Definition

Video vision transformer (ViViT) extended the idea of ViT to video classification task.

Architecture

Uniform Frame Sampling

The fixed number of frames of the input video are uniformly sampled to handle videos of varying lengths and to reduce computational complexity.

Tublet Embedding

The input video is divided into a sequence of non-overlapping tubelet tokens. Each tubelet is a 3D patch of the video with dimensions (frames, height, width). The tubelet tokens are linearly projected to obtain embedding vectors. Positional embeddings are added to provide spatial and temporal information.

Model Variants

ViViT paper proposed four different model variants.

Spatio-Temporal Attention

This is the most direct extension of the ViT to video.
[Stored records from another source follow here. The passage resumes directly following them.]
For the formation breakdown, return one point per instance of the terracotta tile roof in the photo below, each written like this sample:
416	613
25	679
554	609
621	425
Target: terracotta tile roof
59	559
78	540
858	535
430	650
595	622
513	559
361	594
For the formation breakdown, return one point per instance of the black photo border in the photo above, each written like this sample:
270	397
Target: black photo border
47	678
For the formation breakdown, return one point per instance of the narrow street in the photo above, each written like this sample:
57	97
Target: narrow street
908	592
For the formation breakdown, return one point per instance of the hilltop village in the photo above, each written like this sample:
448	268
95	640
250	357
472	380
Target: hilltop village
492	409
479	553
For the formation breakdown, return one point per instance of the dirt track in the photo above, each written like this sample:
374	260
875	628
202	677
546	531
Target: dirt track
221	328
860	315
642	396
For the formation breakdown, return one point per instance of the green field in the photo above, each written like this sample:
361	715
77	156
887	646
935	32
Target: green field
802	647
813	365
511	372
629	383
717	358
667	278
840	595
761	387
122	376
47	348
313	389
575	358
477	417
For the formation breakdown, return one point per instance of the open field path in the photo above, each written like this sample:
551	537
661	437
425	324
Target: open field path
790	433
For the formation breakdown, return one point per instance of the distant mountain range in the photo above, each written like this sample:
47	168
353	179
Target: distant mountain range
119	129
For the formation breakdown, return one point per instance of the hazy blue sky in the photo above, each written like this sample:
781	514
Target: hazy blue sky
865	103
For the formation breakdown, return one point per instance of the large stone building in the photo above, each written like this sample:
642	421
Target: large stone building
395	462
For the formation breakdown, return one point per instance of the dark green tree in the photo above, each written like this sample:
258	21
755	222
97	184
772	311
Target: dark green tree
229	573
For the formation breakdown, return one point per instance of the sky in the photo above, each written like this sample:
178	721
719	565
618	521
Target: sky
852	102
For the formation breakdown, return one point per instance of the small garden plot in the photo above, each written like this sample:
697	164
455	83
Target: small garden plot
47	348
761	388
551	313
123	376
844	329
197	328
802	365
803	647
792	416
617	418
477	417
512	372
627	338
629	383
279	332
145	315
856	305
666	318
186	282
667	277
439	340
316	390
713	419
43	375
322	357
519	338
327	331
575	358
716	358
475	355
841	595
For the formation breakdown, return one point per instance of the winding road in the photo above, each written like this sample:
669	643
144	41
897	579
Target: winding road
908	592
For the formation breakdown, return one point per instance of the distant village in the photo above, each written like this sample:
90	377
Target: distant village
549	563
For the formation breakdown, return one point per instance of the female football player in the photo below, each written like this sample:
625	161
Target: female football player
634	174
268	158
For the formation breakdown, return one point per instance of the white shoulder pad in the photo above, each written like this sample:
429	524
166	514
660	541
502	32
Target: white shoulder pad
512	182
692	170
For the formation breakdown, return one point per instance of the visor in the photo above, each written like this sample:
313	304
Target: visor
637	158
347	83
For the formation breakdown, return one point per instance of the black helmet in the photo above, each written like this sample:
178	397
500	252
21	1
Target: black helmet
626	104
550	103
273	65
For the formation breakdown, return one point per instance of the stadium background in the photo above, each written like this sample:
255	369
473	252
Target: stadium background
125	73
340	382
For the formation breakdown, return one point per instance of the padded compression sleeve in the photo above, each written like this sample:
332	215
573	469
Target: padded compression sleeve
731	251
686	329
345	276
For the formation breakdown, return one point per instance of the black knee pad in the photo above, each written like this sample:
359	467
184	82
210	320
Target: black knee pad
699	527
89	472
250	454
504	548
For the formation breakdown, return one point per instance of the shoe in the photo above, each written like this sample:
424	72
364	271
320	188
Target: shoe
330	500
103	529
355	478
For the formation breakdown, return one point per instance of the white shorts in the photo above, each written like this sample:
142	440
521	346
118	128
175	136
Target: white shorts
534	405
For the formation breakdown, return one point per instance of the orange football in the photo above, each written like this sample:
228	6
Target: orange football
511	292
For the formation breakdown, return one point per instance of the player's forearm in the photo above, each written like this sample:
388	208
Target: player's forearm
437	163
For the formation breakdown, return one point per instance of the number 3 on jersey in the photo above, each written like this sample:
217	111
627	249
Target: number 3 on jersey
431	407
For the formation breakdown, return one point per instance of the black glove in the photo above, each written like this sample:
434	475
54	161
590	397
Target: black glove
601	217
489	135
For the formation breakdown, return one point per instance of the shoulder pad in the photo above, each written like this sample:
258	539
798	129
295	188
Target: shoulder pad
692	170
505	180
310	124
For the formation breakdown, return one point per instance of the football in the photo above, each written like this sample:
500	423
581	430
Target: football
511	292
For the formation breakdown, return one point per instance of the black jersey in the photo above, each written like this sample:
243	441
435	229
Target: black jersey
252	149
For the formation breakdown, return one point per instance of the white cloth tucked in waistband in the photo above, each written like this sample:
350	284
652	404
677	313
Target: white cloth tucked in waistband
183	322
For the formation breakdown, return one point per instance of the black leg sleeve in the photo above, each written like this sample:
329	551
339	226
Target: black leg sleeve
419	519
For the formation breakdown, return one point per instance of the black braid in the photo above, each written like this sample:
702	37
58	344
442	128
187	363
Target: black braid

It treats the entire video as a single stream of tokens, applying self-attention across both spatial and temporal dimensions simultaneously.

Factorized Encoder

This variant uses two separate transformer encoders: one for spatial, and another for temporal. Each frame is fed into the spatial encoder (ViT), the sequence of the output CLS token is used as an input of the temporal encoder (Transformer).

Factorized Self-Attention

This variant factorizes the self-attention operation within each transformer layer into spatial and temporal attention operations. The spatial attention is applied to tokens within the same frame, and the temporal attention is applied to tokens at the same spatial location across frames.

Factorized Dot-Product Attention

This variant factorizes the multi-head dot-product attention. The half of the heads only compute the spatial attention, and the other half only compute the temporal attention.